All parties have a stake in the NDP leadership race Add to ...

There are two politicians, Bob Rae and Thomas Mulcair, whom Conservatives do not wish to see leading the opposition parties.

It’s quite a compliment to the interim Liberal leader that, three years away from the next election, the Tories are already targeting Mr. Rae with a scornful attack ad. The just-released ad condemns the Bob Rae of no less than two decades ago when, as Ontario premier, he was with a different party.

Why go after him now? Because Team Harper would prefer anyone else as Liberal leader. By maligning Mr. Rae today, they can hurt him in national polls, sour his reputation among Ontario Liberals and seed doubts throughout the party about making him permanent leader.

As a political force, Mr. Rae and Mr. Mulcair have similarities.
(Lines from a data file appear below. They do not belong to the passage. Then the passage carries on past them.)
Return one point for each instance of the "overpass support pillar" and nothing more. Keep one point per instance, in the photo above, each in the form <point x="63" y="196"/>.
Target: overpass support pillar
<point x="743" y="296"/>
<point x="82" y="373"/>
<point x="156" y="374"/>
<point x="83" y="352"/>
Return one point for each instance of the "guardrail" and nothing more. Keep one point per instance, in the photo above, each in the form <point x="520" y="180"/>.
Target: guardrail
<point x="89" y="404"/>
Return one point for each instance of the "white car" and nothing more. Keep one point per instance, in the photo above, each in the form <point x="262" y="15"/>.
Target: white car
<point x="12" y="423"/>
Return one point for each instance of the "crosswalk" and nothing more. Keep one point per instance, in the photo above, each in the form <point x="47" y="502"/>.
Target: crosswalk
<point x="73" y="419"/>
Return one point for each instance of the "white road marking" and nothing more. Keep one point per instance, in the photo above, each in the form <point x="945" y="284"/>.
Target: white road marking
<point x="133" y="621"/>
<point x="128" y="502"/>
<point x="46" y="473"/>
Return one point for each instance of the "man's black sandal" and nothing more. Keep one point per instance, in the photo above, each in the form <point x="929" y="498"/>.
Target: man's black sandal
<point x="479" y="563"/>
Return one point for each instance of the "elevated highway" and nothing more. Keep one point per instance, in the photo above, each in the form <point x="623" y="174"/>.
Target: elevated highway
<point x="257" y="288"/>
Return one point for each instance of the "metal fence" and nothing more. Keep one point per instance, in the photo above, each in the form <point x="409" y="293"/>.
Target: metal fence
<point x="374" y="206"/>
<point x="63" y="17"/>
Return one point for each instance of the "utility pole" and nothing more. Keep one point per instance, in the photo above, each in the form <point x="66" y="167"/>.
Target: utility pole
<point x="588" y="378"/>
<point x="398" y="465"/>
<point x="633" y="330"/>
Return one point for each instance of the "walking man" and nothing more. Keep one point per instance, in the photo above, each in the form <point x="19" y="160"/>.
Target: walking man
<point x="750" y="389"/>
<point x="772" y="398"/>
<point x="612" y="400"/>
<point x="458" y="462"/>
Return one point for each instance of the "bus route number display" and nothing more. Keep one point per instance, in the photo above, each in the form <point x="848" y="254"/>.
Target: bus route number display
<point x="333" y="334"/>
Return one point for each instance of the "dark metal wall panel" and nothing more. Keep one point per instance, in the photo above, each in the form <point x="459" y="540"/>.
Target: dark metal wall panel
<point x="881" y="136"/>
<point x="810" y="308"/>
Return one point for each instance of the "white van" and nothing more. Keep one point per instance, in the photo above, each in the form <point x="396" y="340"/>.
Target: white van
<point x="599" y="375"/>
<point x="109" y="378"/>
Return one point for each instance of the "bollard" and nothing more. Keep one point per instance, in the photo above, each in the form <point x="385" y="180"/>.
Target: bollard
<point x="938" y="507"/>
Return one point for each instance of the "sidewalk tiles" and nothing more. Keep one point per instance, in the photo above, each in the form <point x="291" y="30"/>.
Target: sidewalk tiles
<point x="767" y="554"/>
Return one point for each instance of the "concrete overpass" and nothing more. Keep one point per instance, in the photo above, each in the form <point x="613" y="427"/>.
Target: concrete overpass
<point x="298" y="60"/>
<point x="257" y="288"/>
Both have their share of weaknesses, but both are of a political quality that Stephen Harper would rather not face. Both are seasoned, erudite, trenchantly articulate, and, with machine-gun thrusts, potent on the attack. They are the Commons’ two best debaters.

As with Bob Rae, it’s no surprise that the Harper gang has also targeted Terrible Tom. Earlier in the NDP leadership campaign, its operatives leaked a rumour that upon entering federal politics, he was prepared to join the Conservatives if they offered him a cabinet seat. That, of course, was designed to poison his credibility among Dipper members. Ed Broadbent’s attacks last week focused on the same theme – his not having true NDP blood.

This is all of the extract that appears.